The album's hip-hop focus is established immediately when “Dance in the Reign” rolls out a dramatic downtempo groove as a base for Phonte's rhymes and Sy Smith's silken vocals. Sweetened with turntable swizzle by DJ Flash and soulful background singing, “The Good Fight” finds Phonte enumerating a laundry-list of everyday struggles, and the theme persists through “Everything Is Falling Down” in its lyrics (“I stagger in my footsteps and I don't even drink / I got so much on my mind, dog, that I can't even think”) though some hint of salvation arrives in the form of Jeanne Jolly's beautiful refrain, even if her words don't reflect it (“It feels like everything is falling down”). “Not Here Anymore” bridges Phonte's two worlds in marrying his flow to a chorus that wouldn't sound out of place on a Foreign Exchange track (“Right where I thought I'd be / It's another part of me / And the world's so sad to see / that I'm not here anymore”).
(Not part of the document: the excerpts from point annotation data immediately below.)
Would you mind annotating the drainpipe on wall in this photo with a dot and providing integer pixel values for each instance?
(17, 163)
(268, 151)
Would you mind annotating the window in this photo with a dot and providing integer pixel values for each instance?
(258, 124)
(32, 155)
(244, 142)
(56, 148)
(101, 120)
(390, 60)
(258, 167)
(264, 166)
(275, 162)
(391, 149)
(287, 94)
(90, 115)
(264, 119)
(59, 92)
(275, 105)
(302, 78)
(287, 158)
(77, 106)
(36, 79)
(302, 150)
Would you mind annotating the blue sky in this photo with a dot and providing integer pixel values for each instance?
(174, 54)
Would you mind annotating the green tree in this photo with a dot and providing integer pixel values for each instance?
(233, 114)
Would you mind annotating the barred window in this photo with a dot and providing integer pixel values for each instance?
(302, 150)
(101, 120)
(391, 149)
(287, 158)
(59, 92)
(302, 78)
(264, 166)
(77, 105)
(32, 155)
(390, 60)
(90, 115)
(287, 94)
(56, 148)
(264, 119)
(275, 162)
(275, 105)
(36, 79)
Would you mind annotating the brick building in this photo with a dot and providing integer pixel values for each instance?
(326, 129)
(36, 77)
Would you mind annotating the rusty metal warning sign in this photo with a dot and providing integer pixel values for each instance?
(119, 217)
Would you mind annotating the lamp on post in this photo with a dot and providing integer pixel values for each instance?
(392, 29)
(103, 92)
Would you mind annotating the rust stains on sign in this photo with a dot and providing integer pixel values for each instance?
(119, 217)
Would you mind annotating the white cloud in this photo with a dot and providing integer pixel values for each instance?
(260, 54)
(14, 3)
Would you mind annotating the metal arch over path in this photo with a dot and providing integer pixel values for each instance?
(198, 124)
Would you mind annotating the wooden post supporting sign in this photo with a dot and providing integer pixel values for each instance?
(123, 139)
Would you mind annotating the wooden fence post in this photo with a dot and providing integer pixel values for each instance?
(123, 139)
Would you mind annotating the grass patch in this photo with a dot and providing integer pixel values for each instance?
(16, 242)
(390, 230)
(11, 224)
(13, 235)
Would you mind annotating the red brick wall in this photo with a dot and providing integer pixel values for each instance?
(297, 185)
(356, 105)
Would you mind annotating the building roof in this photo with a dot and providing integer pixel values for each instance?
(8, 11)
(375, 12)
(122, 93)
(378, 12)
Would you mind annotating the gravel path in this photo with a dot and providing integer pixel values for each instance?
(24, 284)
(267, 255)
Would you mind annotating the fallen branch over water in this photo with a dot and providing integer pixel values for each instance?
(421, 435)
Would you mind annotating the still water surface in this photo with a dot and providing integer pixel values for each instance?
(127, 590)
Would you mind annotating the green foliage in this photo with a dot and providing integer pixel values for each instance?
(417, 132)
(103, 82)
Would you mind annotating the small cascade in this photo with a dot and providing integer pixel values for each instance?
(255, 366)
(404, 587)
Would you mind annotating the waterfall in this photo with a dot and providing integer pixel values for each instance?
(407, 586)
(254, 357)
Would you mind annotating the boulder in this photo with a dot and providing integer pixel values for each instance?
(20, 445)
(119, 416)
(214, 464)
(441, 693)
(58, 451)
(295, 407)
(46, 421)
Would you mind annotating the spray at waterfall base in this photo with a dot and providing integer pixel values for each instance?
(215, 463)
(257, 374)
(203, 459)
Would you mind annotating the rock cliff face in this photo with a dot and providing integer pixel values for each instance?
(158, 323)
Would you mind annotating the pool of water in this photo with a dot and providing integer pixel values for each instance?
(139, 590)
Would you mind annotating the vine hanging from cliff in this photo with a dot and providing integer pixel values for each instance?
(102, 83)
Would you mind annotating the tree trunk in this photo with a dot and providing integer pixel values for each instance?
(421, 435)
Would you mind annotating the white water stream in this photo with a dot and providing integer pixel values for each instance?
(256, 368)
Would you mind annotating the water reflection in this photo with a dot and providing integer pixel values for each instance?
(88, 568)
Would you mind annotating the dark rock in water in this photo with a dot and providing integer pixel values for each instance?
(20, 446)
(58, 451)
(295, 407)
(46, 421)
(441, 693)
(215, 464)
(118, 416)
The hip-hop emphasis stays solidly in place throughout the album's first half, but with the advent of the seventh song, “Sendin My Love,” featuring Carlitta Durand's luscious voice and keyboards by Zo!, the tone starts to shift and the album broadens out into funkier territory. And though the subsequent “Ball and Chain” riffs on a slower, head-nodding tempo that's much like the opening cuts, the song's lyrical content is largely delivered in a vocal as opposed to rap style (adlibs by Khrysis the exception), and tracks eight and nine present Phonte in full Foreign Exchange mode, with the brief soul-jazz ballad “To Be Yours” and “Gonna Be a Beautiful Night”—the latter elevated by Durand's vocal presence—helping to distinguish the album's back half. “Who Loves You More” closes the album strongly with a stirring ballad driven by a hypnotic synth motif and elevated by the vocal interplay between Phonte and Eric Roberson. Though we hear Phonte say in the song's opening moments, “I'm a work-in-progress, tryin' to get better,” Charity Starts At Home clearly demonstrates that this “work-in-progress” is already very far along.